出典: Mauritius images GmbH(Alamyストックフォト経由)
おそらくこれは避けられなかったことだろう——アナリストたちは人工知能によって動作する初の既知のランサムウェアを発見した。
ESETのマルウェア研究者であるAnton Cherepanov氏とPeter Strycek氏が、この新たなランサムウェアを発見し、「PromptLock」と名付けた。現時点では実際のサイバー攻撃で観測されていないものの、研究者たちはPromptLockランサムウェアが開発中であり、まもなく脅威の現場に解き放たれる可能性が高いと述べている。
脅威アクターはこれまでも生成AIツールを用いてマルウェアを開発してきたが、PromptLockはAIモデルをエンジンとして利用する初めてのランサムウェアの事例のようだ。 LinkedInの投稿で、Cherepanov氏はPromptLockがOpenAIのgpt-oss:20bモデルをOllama APIを使ってローカルで活用し、その場でリアルタイムに新しいスクリプトを生成できると報告している。
PromptLockの仕組み
LinkedInの投稿によると、現時点でこのランサムウェアスクリプトはファイルの持ち出しやデータの暗号化が可能であり、さらにファイルの破壊機能も追加されつつあるという。「複数の指標から、このサンプルは実際に運用されている脅威ではなく、概念実証(PoC)または開発途中のものであることが示唆されますが、このような新たなリスクについてサイバーセキュリティコミュニティの認識を高めることが重要だと考えています」と彼は付け加えた。

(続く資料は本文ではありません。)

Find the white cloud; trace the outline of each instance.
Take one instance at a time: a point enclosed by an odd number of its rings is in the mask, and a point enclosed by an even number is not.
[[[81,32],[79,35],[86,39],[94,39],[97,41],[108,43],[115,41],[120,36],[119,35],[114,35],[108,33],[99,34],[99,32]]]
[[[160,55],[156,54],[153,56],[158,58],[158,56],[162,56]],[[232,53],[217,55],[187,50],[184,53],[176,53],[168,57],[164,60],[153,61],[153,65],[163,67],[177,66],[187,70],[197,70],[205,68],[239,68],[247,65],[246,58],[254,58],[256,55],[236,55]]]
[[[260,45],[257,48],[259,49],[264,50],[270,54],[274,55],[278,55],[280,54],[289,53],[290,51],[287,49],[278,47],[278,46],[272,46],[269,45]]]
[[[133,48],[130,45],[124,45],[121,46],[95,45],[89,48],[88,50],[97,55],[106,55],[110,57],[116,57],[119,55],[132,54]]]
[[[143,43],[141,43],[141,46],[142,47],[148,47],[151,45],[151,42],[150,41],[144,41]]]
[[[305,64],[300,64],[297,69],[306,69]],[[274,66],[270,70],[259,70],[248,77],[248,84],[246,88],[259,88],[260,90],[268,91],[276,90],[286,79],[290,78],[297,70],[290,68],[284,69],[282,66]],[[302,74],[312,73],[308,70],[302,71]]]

ESETの研究者はDark Readingに提供した声明で、AI駆動型ランサムウェアが防御側にどのような問題をもたらすかを説明した。「PromptLockはAIによって生成されたLuaスクリプトを使用しており、実行ごとに侵害の痕跡(IoC)が異なる可能性があります」と声明は述べている。「この可変性は検知を困難にします。もし適切に実装されれば、この手法は脅威の特定を大幅に複雑化させ、防御側の作業をより困難にするでしょう。」
Cherepanov氏とStrycek氏はPromptLockの調査を続ける予定だが、サイバー防御担当者に早急にこの脅威を警告したいと考えている。実際、Cherepanov氏によれば、ランサムウェアのサンプルがVirusTotalで検出されてからわずか18時間後に、彼らは調査結果をSNSで共有したという。
「誰がこのマルウェアを作成したのかは分かっていませんが、VirusTotalにはアメリカからアップロードされたことは分かっています」とESETの研究者は声明で述べている。
SNSプラットフォームXでの一連の投稿で、ESETはPromptLockがGoプログラミング言語で書かれており、WindowsとLinuxの両方のバリアントがVirusTotalにアップロードされたことを指摘した。さらに、ESETはランサムウェアの支払い用ビットコインアドレスが、謎のビットコイン創設者サトシ・ナカモトのものと思われることも指摘している。
現在、脅威アクターはAIツールを使って巧妙なフィッシングコンテンツや悪意のあるサイトを作成しているが、リアルタイムでカスタマイズされたランサムウェアをAIで動かすことは、防御側にとって全く新しい課題となる。
「AI搭載型マルウェアの台頭は、サイバーセキュリティの新たなフロンティアです」とCherepanov氏は述べている。「今回の発見を共有することで、業界全体で議論や備え、さらなる研究が進むことを期待しています。」